A cover contract refers to a legal agreement for lessening a buyer's loss or injury when a seller commits a breach of contract. It is used as a remedy for the breach of a contract involving the sale of goods. Laws about cover in contracts might vary from state to state, but they all seek to help buyers who are victims of contract breaches receive fair compensation. Besides cover, there are several other remedies wronged parties can use to reduce their losses.

What Is Cover?

Cover is a remedy that allows the buyer in a contract to reduce damages when the seller fails to fulfill his or her contractual obligations. It is typically used in a situation where a seller has promised to sell a certain amount of goods to a buyer but fails to do so. The buyer might have to “cover” by buying substitute goods to offset the losses suffered. He or she must avoid making bad faith or unreasonable attempts to buy substitute goods.

When using cover, the buyer has the right to claim damages equal to the difference between the goods listed in the contract and the substitute goods, as well as incidental and consequential damages. However, he or she must deduct any expenses saved as a result of the contract breach.
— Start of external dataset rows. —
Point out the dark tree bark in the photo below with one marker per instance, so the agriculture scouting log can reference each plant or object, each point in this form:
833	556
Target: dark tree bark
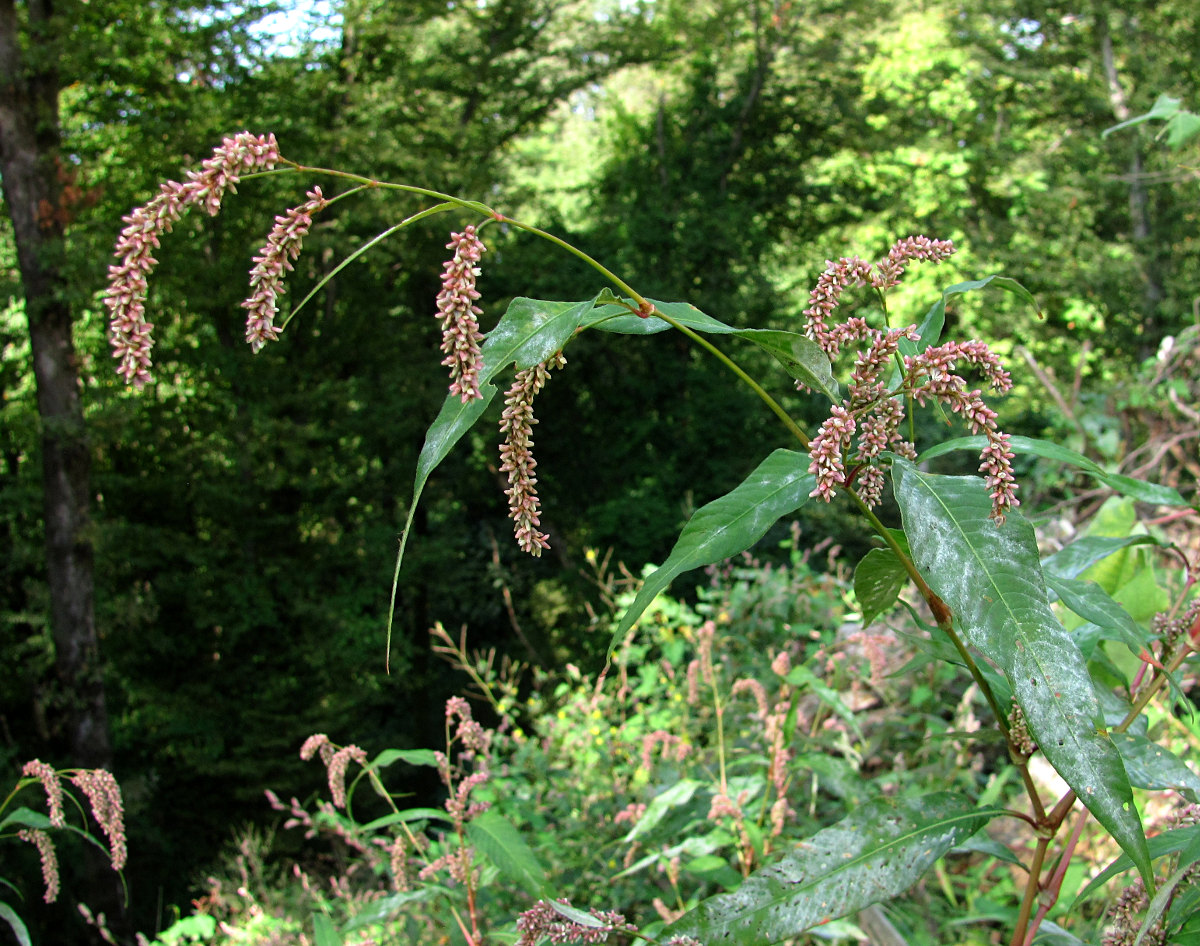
34	190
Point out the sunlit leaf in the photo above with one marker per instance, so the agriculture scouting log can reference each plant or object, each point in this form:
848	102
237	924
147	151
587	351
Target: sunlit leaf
323	930
412	756
730	525
18	927
528	333
879	580
1075	558
991	579
618	318
876	852
799	355
1152	766
499	842
1135	489
930	328
678	794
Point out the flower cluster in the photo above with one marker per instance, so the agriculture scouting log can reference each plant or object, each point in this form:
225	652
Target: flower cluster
516	459
130	334
336	760
544	921
1126	920
273	261
875	412
105	796
460	315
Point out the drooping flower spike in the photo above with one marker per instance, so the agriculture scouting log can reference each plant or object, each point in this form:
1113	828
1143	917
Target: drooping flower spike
875	413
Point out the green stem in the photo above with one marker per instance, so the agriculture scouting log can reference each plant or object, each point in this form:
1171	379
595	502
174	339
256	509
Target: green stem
643	306
775	407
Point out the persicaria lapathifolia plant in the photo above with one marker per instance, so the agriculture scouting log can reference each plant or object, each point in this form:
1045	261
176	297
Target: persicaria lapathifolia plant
960	543
103	797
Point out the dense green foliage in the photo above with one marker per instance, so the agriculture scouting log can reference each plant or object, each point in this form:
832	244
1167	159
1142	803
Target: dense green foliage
247	510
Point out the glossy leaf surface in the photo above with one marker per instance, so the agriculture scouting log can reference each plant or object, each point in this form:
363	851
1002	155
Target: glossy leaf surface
502	844
730	525
879	580
991	579
874	854
1152	766
1135	489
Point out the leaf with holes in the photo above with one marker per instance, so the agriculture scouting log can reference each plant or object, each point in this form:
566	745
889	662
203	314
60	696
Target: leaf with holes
876	852
991	579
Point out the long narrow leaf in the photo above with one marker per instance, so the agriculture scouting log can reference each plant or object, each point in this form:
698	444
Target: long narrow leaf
501	843
874	854
779	485
1135	489
991	579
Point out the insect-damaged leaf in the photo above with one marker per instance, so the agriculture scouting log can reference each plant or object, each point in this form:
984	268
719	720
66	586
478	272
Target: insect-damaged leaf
871	855
991	579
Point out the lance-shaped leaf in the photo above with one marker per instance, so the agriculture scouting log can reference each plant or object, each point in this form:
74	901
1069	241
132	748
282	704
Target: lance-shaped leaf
930	328
1092	603
501	843
730	525
879	579
619	319
1075	558
799	355
874	854
529	331
1135	489
991	579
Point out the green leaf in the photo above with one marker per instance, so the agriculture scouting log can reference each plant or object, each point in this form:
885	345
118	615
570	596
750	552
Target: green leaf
879	580
1185	839
681	792
1075	558
730	525
1092	603
991	579
413	756
874	854
323	930
408	814
501	843
529	331
1135	489
27	818
1151	766
617	318
19	929
930	328
799	355
379	911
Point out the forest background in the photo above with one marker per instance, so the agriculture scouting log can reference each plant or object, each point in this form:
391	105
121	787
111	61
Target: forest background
241	515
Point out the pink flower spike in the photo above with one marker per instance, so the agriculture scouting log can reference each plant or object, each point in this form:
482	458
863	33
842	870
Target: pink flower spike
273	261
130	334
460	316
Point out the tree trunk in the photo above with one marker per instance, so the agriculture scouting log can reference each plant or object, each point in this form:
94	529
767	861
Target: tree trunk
34	190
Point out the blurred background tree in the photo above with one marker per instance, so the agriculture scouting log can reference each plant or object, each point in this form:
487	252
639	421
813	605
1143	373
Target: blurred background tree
245	510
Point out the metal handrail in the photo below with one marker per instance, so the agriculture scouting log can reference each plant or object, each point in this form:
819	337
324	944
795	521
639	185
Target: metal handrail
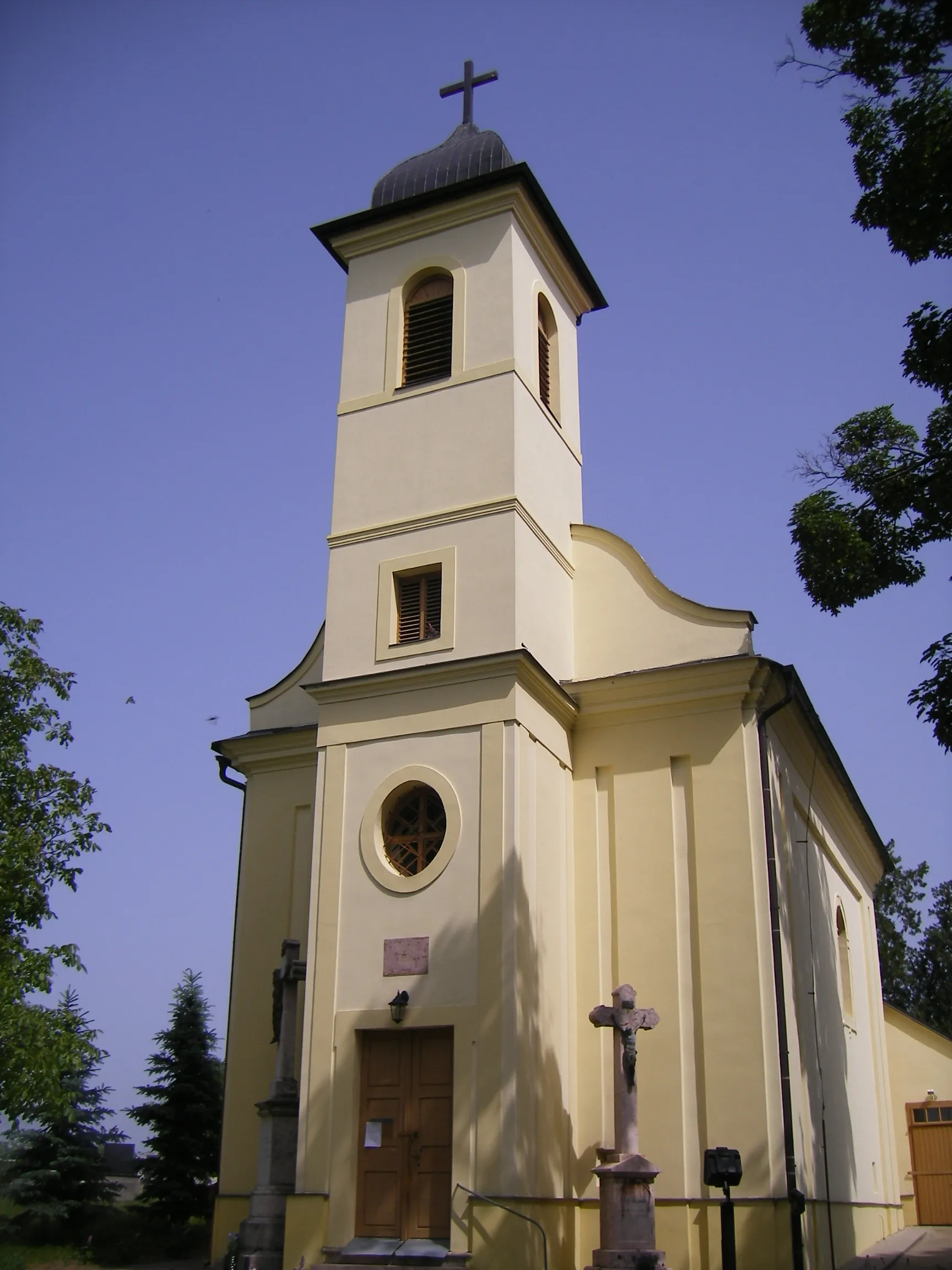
516	1213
Other Remedies for a Contract Breach

Other than cover, a wronged party in a contract can use several methods to reduce losses resulting from a breach, including:

  • Award of damages
  • Equitable relief
  • Restitution

Award of Damages

In a court of limited jurisdiction, the most commonly used remedy for breach of contract is the awarding of damages. Generally, the court can award one of two types of damages when approving a contract breach claim: compensatory or punitive damages.

Compensatory Damages

Also known as actual damages, compensatory damages cover the loss the nondefaulting party suffered because of the contract breach. The court will try to award an amount of damages that is enough to offset the innocent party's loss. Compensatory damages are further divided into two types:

  • General damages. These damages cover any loss that directly and necessarily results from the breach of contract.
  • Special damages. Also known as consequential damages, special damages cover any loss in a contract breach that is a consequence of special circumstances you would not have been able to predict.

Punitive Damages

Also referred to as exemplary damages, punitive damages are awarded to make an example of or punish the guilty party for bad behavior and deter other people from committing the same act. They are awarded on top of compensatory damages. Punitive damages are rarely awarded in breach of contract cases. They are more common in tort cases, where they serve as a form of punishment for reckless or deliberate misconduct that causes personal harm.

Equitable Relief

Equitable relief comes in two main forms:

  • Specific performance 
  • Injunction

Because these remedies are impartial, the court can award or reject them in its equitable discretion. Therefore, a plaintiff might not be granted equitable relief if he or she also engages in bad behavior.

Awarding specific performance is the standard practice for remedying a breach of contract involving the sale of real estate. When a contract for the sale of goods is breached, awarding monetary damages is the standard remedy. Specific performance is an option in the following situations:

  • Monetary damages are an inadequate compensation.
  • The contract's subject matter has unique or sentimental value.
  • Other remedies are not readily available.

In the case of an employee breaching an employment contract, specific performance cannot be used as a remedy. However, if the employee has unique and exceptional ability, skill, or knowledge, it might be possible to use a negative injunction to prevent him or her from working elsewhere.


In certain situations, the court might create a fictional contract to prevent unjust enrichment. When this happens, the innocent party's cause of action is considered restitution instead of breach of contract. Restitution is usually used as a remedy when someone passively received or wrongfully secured a benefit that is considered unconscionable.